“I have fought for the American flag and, if God so wishes, I am glad to die for it. But that flag must float over a land untainted by any alienism. You ask me how I know that Roman Catholics cannot be good Americans and I ask you to read the oath of the Knights of Columbus. It requires no further argument. It speaks for itself. You ask me why Jews cannot become good Americans and I answer because they are aliens by race, by religion and by tradition.” His voice dropped.
“As for the colored problem: you know more about it than I do. You’ve grown up with it. But some day I want to show you what Chicago is up against. I want to take you through the colored belt so that you can get some idea of how the blacks are pouring into Chicago.”
He went into details. The blacks were becoming self-assertive. They were walking proudly along the streets. They were demanding social equality in their publications.
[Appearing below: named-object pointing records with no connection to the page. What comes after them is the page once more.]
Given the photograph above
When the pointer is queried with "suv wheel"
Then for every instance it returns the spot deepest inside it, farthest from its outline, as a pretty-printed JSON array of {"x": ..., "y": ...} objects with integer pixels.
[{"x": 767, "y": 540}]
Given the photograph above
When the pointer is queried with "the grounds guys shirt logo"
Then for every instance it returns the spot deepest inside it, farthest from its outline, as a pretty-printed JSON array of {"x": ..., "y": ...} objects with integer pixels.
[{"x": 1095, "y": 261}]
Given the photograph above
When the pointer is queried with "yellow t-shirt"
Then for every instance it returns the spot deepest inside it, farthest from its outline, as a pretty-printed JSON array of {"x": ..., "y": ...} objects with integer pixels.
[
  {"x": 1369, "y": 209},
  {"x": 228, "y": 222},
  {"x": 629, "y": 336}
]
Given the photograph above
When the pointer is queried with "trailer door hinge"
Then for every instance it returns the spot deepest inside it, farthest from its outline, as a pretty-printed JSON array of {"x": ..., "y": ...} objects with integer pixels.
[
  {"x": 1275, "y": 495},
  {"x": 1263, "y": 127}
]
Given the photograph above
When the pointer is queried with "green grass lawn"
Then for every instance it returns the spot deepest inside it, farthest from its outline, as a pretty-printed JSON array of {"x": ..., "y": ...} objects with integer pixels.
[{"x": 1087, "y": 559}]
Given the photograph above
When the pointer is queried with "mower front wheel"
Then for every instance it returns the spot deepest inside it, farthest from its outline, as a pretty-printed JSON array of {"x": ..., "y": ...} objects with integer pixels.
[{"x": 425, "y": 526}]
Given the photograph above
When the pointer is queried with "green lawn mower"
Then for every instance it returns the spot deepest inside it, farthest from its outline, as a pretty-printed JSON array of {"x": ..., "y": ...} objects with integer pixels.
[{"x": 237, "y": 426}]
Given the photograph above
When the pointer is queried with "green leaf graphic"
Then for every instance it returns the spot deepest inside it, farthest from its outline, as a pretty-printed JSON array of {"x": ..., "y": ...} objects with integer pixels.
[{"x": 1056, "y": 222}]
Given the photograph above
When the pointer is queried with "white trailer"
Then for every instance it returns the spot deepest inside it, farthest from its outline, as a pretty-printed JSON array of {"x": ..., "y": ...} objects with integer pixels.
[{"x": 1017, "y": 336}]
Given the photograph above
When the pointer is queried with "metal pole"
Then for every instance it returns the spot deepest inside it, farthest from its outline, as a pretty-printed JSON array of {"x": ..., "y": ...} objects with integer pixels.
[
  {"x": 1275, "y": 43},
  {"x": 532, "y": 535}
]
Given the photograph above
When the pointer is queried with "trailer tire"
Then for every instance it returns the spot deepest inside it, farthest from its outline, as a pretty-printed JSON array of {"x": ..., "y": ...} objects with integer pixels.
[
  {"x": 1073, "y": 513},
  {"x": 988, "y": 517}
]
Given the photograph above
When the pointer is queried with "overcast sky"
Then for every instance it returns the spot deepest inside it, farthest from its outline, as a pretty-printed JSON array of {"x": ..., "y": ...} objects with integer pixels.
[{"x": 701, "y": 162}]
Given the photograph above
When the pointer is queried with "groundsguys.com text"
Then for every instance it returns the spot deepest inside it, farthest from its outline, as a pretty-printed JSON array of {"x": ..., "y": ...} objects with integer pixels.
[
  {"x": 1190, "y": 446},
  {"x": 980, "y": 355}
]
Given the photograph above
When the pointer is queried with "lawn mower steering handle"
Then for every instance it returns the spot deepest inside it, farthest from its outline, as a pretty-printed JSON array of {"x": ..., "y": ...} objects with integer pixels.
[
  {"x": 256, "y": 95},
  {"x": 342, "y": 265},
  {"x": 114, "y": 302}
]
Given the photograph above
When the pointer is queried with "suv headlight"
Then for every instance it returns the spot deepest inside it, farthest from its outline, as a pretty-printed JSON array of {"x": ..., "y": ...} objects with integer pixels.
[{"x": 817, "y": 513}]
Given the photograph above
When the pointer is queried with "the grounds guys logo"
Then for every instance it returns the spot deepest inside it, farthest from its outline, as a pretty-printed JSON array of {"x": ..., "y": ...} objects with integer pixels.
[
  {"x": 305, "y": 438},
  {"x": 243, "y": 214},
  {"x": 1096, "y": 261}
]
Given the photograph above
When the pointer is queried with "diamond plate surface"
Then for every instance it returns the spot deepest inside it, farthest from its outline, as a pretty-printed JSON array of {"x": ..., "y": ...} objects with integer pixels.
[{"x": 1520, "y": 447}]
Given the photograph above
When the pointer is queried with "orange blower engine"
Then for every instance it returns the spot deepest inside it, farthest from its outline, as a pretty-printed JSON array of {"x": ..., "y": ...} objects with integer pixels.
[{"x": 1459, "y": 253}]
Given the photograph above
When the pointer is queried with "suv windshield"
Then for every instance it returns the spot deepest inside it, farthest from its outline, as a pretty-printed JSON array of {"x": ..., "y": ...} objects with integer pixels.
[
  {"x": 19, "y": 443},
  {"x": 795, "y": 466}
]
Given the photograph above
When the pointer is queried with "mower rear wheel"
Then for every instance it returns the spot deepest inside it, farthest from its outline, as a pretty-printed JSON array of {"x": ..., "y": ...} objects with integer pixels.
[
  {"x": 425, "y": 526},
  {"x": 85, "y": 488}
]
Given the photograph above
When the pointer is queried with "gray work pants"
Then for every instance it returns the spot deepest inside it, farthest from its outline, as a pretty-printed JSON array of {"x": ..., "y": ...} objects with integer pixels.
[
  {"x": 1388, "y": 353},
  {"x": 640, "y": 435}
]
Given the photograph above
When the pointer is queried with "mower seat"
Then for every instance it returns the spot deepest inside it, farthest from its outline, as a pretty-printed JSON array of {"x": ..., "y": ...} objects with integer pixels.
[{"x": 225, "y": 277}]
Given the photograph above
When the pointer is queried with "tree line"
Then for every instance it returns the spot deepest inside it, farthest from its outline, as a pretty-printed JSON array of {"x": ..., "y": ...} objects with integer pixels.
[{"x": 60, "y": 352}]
They were moving outside the black belt into white neighborhoods and spoiling property values. They were sitting next to white men—and even white women!—in the surface and elevated cars. They were developing professional men and business men, riding around in automobiles, smoking cigars. But worst of all, they were competing against white men for jobs.
“You see what’s happening in Washington? The same thing will happen in Chicago!”
XXXIII
There was a stir in the sultry July air of the metropolis of inland America. During the World War thousands of blacks had been imported to fill the depleted ranks of white men in the reeking stockyards, the sweltering foundries, the clamourous shops. With their families they had swarmed into the homes of the abandoned Red Light district to the number of 125,000 and were even crowding, here and there, beyond their boundaries into the sacred precincts of the whites.
White working men, banded into labor unions, had frowned upon their coming, but the industrial and political barons had willed it. These latter had given them work at almost white men’s pay, welded them into a political unit and permitted them to elect black representatives to sit among the city fathers. They had been lulled into the illusion that here, at last, they were free from the howling mob, the stake and torch, the hatred of the South.
They no longer bowed their heads as they walked along the streets. They could almost look a white man in the eye. They sat beside the whites on the street cars and in the “L’s,” talked to them, ate beside them at some restaurants and even, in certain dance halls, danced with their daughters. A few had intermarried.
The whites were growing restless. A spirit was blowing through them and uniting them. White workmen were becoming frightened and then enraged at the black intruders, who competed with them for food. Clerks who sat in the “L’s” turned their nostrils away from the Negroes beside them. Men of a hundred occupations, creeds and politics, who had been individuals since the war, suddenly found themselves once more a unit—a unit because of their common color. The Negroes felt the unity of their blackness.
Freeman smelled the coming storm, like a thousand other men, and prophesied about it freely.